Based on the configuration, Grain Auger will generate the necessary Orleans grains and streams to execute the dataflow on an Orleans cluster. The dataflow will read input from a stream named "WordCountInput", process it using the WordCounter grain, and write the output to a stream named "wordCounterStream".

Generated code
// <auto-generated/>

namespace GrainAugerCodeGen.WordCount;

/*
Found Dag for job WordCountJob:
Foreign Source <string> -> inputStream
inputStream -[WordCount.WordCounter]-> wordCountStream
*/

/*
Found constructors:
WordCount.WordCounter.WordCounter(Orleans.Streams.IAsyncObserver<int>, Microsoft.Extensions.Logging.ILogger<WordCount.WordCounter>)
*/

[global::Orleans.ImplicitStreamSubscription("WordCountInput")]
internal class wordCountStream :
global::Orleans.Grain,
global::Orleans.IGrainWithStringKey,
global::Orleans.Streams.IAsyncObserver<global::System.String>
{
private readonly global::Microsoft.Extensions.Logging.ILogger<wordCountStream> _logger;
private global::Orleans.Streams.IAsyncStream<global::System.Int32> _outputStream;
private readonly global::WordCount.WordCounter _processor0;

    internal wordCountStream(
        global::Microsoft.Extensions.Logging.ILogger<wordCountStream> logger,
        global::Microsoft.Extensions.Logging.ILogger<global::WordCount.WordCounter> v1
        )
    {
        _logger = logger;
        _processor0 = new global::WordCount.WordCounter(_outputStream, v1);
    }

    public override async Task OnActivateAsync(CancellationToken cancellationToken)
    {
        _logger.LogInformation("Activating...");

        await base.OnActivateAsync(cancellationToken);

        var inputStreamProvider = this.GetStreamProvider("MemoryStream");
        var inputStreamId = global::Orleans.Runtime.StreamId.Create("WordCountInput", this.GetPrimaryKeyString());
        var inputStream = inputStreamProvider.GetStream<global::System.String>(inputStreamId);

        var outputStreamProvider = this.GetStreamProvider("MemoryStream");
        var outputStreamId = global::Orleans.Runtime.StreamId.Create("wordCounterStream", this.GetPrimaryKeyString());
        _outputStream = outputStreamProvider.GetStream<global::System.Int32>(outputStreamId);

        await inputStream.SubscribeAsync(this);

        _logger.LogInformation("Activated");
    }

    public async Task OnNextAsync(global::System.String item, global::Orleans.Streams.StreamSequenceToken token = null)
    {
        _logger.LogInformation("Processing {item}", item);
        // chain the processors
        await _processor0.OnNextAsync(item, token);
    }

    public Task OnCompletedAsync()
    {
        return Task.CompletedTask;
    }

    public async Task OnErrorAsync(Exception ex)
    {
        // push the exception to the output stream
        await _outputStream.OnErrorAsync(ex);
    }

}

Limitations

As of now, Grain Auger has the following limitations:

  • The DSL is not fully implemented and is still a work in progress.
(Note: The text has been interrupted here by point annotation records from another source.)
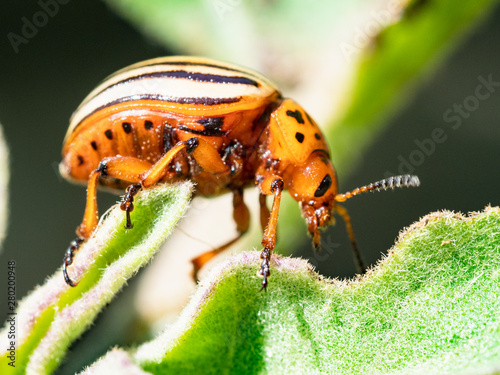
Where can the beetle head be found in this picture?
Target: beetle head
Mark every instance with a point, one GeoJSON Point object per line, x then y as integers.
{"type": "Point", "coordinates": [314, 185]}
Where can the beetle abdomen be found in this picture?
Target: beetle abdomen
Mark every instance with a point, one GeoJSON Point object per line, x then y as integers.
{"type": "Point", "coordinates": [127, 114]}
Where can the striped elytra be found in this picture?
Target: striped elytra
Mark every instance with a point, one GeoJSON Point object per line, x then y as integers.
{"type": "Point", "coordinates": [222, 126]}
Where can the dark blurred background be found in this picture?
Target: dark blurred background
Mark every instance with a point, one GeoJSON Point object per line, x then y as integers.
{"type": "Point", "coordinates": [44, 82]}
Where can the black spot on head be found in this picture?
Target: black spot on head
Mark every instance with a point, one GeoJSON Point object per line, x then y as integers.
{"type": "Point", "coordinates": [309, 119]}
{"type": "Point", "coordinates": [127, 128]}
{"type": "Point", "coordinates": [323, 186]}
{"type": "Point", "coordinates": [296, 115]}
{"type": "Point", "coordinates": [299, 137]}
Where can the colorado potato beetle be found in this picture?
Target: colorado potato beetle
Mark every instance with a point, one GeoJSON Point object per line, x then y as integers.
{"type": "Point", "coordinates": [223, 127]}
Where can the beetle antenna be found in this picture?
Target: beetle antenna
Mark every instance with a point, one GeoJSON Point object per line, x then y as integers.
{"type": "Point", "coordinates": [387, 183]}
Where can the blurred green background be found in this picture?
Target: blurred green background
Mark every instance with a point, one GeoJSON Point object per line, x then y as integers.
{"type": "Point", "coordinates": [42, 84]}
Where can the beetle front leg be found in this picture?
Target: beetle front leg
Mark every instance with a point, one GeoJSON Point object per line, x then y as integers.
{"type": "Point", "coordinates": [272, 184]}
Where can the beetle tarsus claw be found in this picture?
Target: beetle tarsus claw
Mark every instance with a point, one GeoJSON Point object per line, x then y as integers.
{"type": "Point", "coordinates": [68, 259]}
{"type": "Point", "coordinates": [264, 271]}
{"type": "Point", "coordinates": [127, 204]}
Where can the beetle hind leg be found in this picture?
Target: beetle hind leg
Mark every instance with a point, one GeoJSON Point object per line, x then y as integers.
{"type": "Point", "coordinates": [127, 204]}
{"type": "Point", "coordinates": [272, 184]}
{"type": "Point", "coordinates": [68, 259]}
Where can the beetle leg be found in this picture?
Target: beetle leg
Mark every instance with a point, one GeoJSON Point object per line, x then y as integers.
{"type": "Point", "coordinates": [125, 168]}
{"type": "Point", "coordinates": [241, 216]}
{"type": "Point", "coordinates": [203, 152]}
{"type": "Point", "coordinates": [68, 259]}
{"type": "Point", "coordinates": [358, 259]}
{"type": "Point", "coordinates": [264, 211]}
{"type": "Point", "coordinates": [272, 184]}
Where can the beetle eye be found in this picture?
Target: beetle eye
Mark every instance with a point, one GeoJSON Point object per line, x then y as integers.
{"type": "Point", "coordinates": [323, 186]}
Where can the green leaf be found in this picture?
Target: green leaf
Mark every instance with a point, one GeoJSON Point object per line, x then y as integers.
{"type": "Point", "coordinates": [431, 306]}
{"type": "Point", "coordinates": [385, 75]}
{"type": "Point", "coordinates": [55, 315]}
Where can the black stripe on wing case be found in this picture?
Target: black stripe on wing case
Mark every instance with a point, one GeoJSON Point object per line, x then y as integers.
{"type": "Point", "coordinates": [180, 100]}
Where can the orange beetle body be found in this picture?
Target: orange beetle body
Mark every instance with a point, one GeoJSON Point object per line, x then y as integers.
{"type": "Point", "coordinates": [221, 126]}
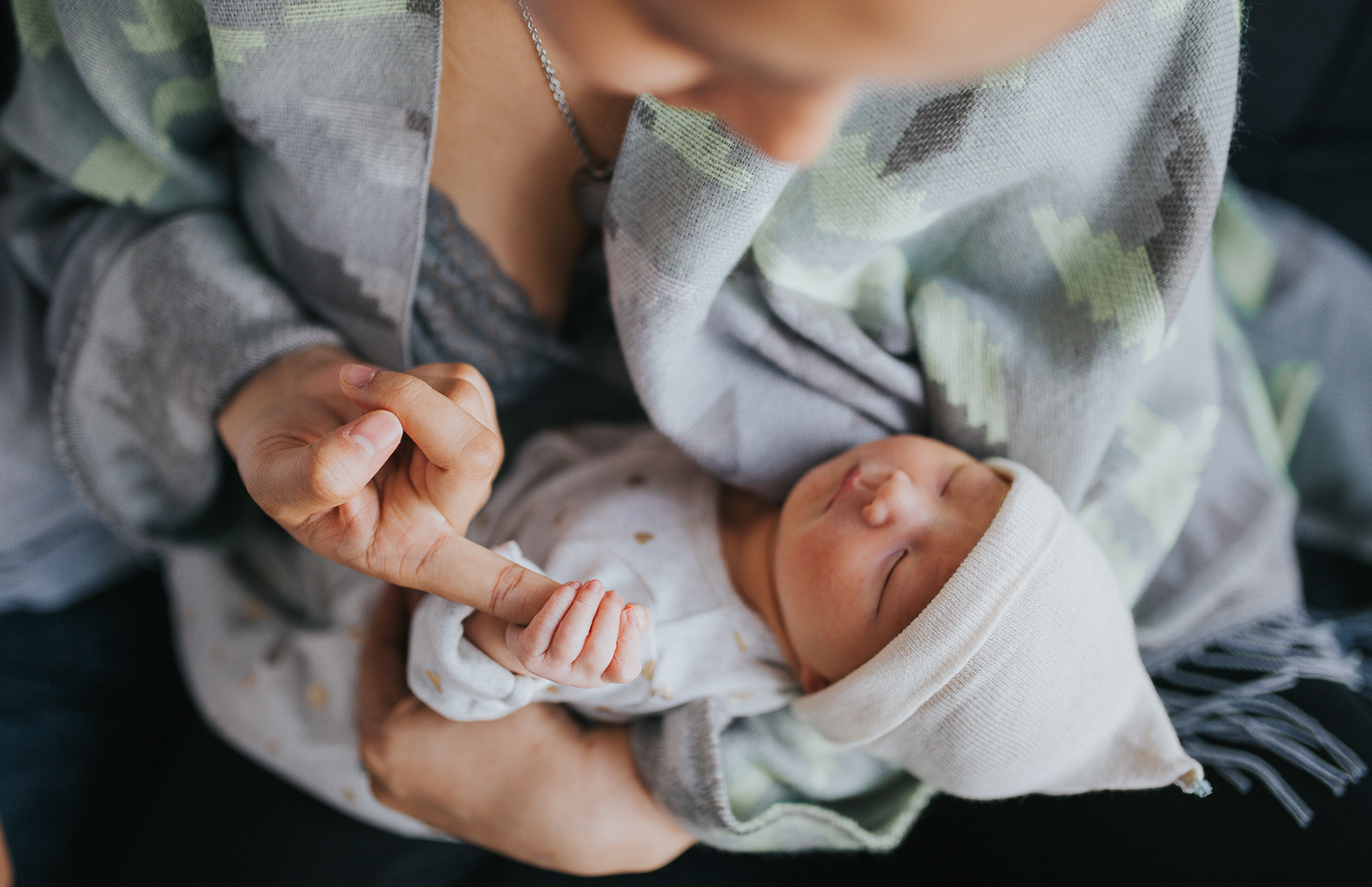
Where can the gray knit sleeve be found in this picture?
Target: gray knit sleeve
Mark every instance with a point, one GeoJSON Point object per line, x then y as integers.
{"type": "Point", "coordinates": [151, 324]}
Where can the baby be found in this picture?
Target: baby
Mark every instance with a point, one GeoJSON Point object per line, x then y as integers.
{"type": "Point", "coordinates": [943, 613]}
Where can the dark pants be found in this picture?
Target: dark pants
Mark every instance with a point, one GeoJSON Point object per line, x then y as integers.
{"type": "Point", "coordinates": [90, 706]}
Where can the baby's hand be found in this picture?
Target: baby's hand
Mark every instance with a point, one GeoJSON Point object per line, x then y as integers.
{"type": "Point", "coordinates": [584, 636]}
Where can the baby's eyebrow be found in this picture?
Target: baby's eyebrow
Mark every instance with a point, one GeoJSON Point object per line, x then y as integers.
{"type": "Point", "coordinates": [886, 582]}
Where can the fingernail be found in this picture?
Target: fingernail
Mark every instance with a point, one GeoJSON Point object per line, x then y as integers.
{"type": "Point", "coordinates": [356, 375]}
{"type": "Point", "coordinates": [376, 433]}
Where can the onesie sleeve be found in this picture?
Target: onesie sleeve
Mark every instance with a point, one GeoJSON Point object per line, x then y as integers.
{"type": "Point", "coordinates": [450, 675]}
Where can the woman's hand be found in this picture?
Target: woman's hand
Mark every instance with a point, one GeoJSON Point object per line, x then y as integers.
{"type": "Point", "coordinates": [317, 439]}
{"type": "Point", "coordinates": [534, 785]}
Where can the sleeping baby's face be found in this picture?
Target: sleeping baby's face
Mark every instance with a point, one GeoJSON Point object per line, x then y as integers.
{"type": "Point", "coordinates": [867, 539]}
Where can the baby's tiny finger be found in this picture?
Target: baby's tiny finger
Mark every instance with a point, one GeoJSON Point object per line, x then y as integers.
{"type": "Point", "coordinates": [538, 636]}
{"type": "Point", "coordinates": [628, 661]}
{"type": "Point", "coordinates": [571, 634]}
{"type": "Point", "coordinates": [600, 643]}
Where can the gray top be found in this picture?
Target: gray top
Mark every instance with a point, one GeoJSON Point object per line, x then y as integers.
{"type": "Point", "coordinates": [1018, 265]}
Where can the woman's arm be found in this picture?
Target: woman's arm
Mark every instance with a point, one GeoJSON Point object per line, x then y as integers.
{"type": "Point", "coordinates": [535, 785]}
{"type": "Point", "coordinates": [317, 439]}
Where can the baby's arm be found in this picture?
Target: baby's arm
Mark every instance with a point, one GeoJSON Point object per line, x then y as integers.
{"type": "Point", "coordinates": [584, 636]}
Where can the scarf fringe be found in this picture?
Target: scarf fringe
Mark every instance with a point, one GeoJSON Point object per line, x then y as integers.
{"type": "Point", "coordinates": [1281, 651]}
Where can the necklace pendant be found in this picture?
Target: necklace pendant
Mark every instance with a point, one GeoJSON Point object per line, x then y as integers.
{"type": "Point", "coordinates": [590, 194]}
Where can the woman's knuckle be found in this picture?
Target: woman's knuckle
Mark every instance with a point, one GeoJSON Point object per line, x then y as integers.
{"type": "Point", "coordinates": [483, 454]}
{"type": "Point", "coordinates": [323, 480]}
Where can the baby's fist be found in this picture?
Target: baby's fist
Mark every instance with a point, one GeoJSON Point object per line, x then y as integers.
{"type": "Point", "coordinates": [584, 636]}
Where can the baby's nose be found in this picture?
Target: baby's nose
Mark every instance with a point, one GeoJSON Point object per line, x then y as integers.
{"type": "Point", "coordinates": [896, 499]}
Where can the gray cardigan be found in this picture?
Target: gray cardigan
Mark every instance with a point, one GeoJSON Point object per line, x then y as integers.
{"type": "Point", "coordinates": [1020, 266]}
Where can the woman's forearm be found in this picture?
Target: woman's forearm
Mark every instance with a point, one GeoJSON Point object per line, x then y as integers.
{"type": "Point", "coordinates": [534, 785]}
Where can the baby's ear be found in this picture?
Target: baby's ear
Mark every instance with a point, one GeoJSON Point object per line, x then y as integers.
{"type": "Point", "coordinates": [811, 680]}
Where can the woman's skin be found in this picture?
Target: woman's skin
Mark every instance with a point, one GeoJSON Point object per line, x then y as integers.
{"type": "Point", "coordinates": [326, 459]}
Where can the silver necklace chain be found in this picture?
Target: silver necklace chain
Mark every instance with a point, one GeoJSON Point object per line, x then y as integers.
{"type": "Point", "coordinates": [598, 172]}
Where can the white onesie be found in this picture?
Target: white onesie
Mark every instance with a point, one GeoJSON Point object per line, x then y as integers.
{"type": "Point", "coordinates": [625, 506]}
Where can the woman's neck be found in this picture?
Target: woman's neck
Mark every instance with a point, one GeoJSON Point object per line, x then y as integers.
{"type": "Point", "coordinates": [748, 540]}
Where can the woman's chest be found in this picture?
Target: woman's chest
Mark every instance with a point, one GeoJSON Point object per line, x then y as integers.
{"type": "Point", "coordinates": [502, 153]}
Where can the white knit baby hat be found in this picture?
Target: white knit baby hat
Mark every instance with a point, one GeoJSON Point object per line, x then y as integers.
{"type": "Point", "coordinates": [1021, 676]}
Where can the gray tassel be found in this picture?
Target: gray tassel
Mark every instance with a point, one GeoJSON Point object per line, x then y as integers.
{"type": "Point", "coordinates": [1281, 651]}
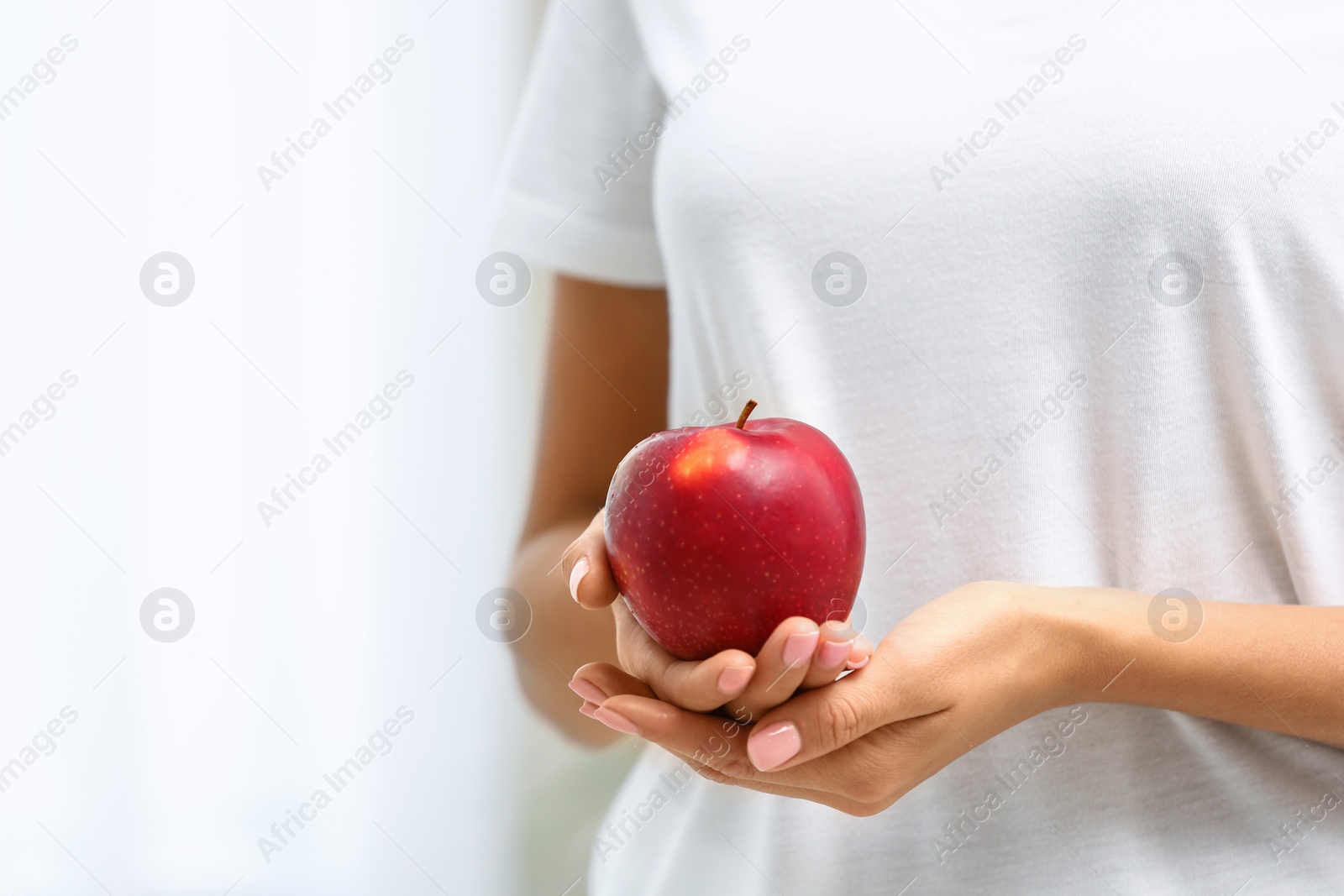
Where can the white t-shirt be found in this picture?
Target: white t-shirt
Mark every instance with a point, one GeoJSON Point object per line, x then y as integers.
{"type": "Point", "coordinates": [1085, 329]}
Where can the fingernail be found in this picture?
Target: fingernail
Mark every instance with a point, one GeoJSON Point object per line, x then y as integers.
{"type": "Point", "coordinates": [734, 679]}
{"type": "Point", "coordinates": [774, 745]}
{"type": "Point", "coordinates": [797, 647]}
{"type": "Point", "coordinates": [616, 721]}
{"type": "Point", "coordinates": [833, 652]}
{"type": "Point", "coordinates": [577, 575]}
{"type": "Point", "coordinates": [589, 691]}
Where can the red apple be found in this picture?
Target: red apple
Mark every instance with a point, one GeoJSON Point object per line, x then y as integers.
{"type": "Point", "coordinates": [718, 533]}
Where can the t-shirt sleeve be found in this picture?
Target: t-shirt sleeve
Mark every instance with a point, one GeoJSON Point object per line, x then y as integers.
{"type": "Point", "coordinates": [562, 201]}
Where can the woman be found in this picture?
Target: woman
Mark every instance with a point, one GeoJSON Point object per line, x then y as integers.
{"type": "Point", "coordinates": [1063, 281]}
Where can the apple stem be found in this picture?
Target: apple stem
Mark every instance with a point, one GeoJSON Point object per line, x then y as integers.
{"type": "Point", "coordinates": [746, 412]}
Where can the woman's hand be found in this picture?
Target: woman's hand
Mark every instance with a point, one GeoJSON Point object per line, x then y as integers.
{"type": "Point", "coordinates": [988, 656]}
{"type": "Point", "coordinates": [954, 673]}
{"type": "Point", "coordinates": [797, 656]}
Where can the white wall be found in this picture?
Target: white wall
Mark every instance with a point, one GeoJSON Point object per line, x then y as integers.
{"type": "Point", "coordinates": [308, 298]}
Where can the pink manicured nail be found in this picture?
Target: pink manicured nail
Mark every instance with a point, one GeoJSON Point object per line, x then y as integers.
{"type": "Point", "coordinates": [616, 721]}
{"type": "Point", "coordinates": [833, 652]}
{"type": "Point", "coordinates": [734, 679]}
{"type": "Point", "coordinates": [774, 745]}
{"type": "Point", "coordinates": [797, 647]}
{"type": "Point", "coordinates": [589, 691]}
{"type": "Point", "coordinates": [577, 575]}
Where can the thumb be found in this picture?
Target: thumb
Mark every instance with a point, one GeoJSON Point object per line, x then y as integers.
{"type": "Point", "coordinates": [586, 570]}
{"type": "Point", "coordinates": [830, 718]}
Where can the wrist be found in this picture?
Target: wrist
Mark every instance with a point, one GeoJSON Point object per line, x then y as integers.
{"type": "Point", "coordinates": [1084, 640]}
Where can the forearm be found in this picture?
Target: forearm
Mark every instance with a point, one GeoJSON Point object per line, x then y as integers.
{"type": "Point", "coordinates": [1272, 667]}
{"type": "Point", "coordinates": [564, 636]}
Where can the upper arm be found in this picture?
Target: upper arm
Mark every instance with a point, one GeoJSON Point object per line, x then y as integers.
{"type": "Point", "coordinates": [606, 379]}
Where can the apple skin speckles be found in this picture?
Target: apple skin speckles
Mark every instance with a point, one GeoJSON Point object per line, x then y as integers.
{"type": "Point", "coordinates": [717, 535]}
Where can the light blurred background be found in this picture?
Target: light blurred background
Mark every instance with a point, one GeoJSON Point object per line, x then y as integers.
{"type": "Point", "coordinates": [356, 604]}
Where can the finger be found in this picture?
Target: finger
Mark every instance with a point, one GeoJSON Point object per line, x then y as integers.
{"type": "Point", "coordinates": [781, 667]}
{"type": "Point", "coordinates": [699, 685]}
{"type": "Point", "coordinates": [826, 799]}
{"type": "Point", "coordinates": [833, 652]}
{"type": "Point", "coordinates": [828, 719]}
{"type": "Point", "coordinates": [860, 653]}
{"type": "Point", "coordinates": [597, 681]}
{"type": "Point", "coordinates": [585, 569]}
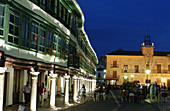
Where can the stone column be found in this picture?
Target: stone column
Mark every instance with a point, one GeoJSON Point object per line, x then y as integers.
{"type": "Point", "coordinates": [75, 88]}
{"type": "Point", "coordinates": [33, 91]}
{"type": "Point", "coordinates": [2, 70]}
{"type": "Point", "coordinates": [52, 90]}
{"type": "Point", "coordinates": [66, 99]}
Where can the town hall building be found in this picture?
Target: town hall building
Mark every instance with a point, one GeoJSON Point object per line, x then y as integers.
{"type": "Point", "coordinates": [145, 66]}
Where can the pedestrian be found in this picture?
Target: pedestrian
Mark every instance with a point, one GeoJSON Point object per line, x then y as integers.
{"type": "Point", "coordinates": [26, 90]}
{"type": "Point", "coordinates": [42, 91]}
{"type": "Point", "coordinates": [83, 91]}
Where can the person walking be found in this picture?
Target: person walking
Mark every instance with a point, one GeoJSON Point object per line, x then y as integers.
{"type": "Point", "coordinates": [42, 91]}
{"type": "Point", "coordinates": [26, 90]}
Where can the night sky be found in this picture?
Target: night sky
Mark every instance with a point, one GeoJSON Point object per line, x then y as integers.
{"type": "Point", "coordinates": [114, 24]}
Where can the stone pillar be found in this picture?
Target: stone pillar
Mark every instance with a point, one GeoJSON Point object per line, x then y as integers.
{"type": "Point", "coordinates": [75, 88]}
{"type": "Point", "coordinates": [66, 99]}
{"type": "Point", "coordinates": [33, 91]}
{"type": "Point", "coordinates": [2, 70]}
{"type": "Point", "coordinates": [52, 91]}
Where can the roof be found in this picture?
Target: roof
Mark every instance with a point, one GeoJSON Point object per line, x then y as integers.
{"type": "Point", "coordinates": [136, 53]}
The current implementation is a proof of concept and is not feature-complete. For example user cannot chain multiple processors without defining a variable for each processor.
  • Source generated code is not being read by Orleans source generators. This in turn requires user to manually copy generated files and save them to the drive. Read more about this limitation here.

Related Work

  • Microsoft Orleans: Orleans is a framework for building distributed systems in .NET. It provides a simple programming model for building distributed applications using the actor model. Orleans streams are a powerful abstraction for building scalable and fault-tolerant data processing pipelines.
  • Orleans Virtual Actors: Virtual actors are a powerful abstraction for building scalable and fault-tolerant distributed systems. They provide a simple programming model for building distributed applications using the actor model. Virtual actors are a key feature of the Orleans framework.
  • Apache Beam: Beam is a unified programming model for building batch and streaming data processing pipelines. It provides a high-level API for defining data processing pipelines that can be executed on a variety of distributed processing backends.
  • Apache Flink: Flink is a distributed stream processing framework for building real-time data processing applications. It provides a high-level API for defining data processing pipelines that can be executed on a distributed cluster.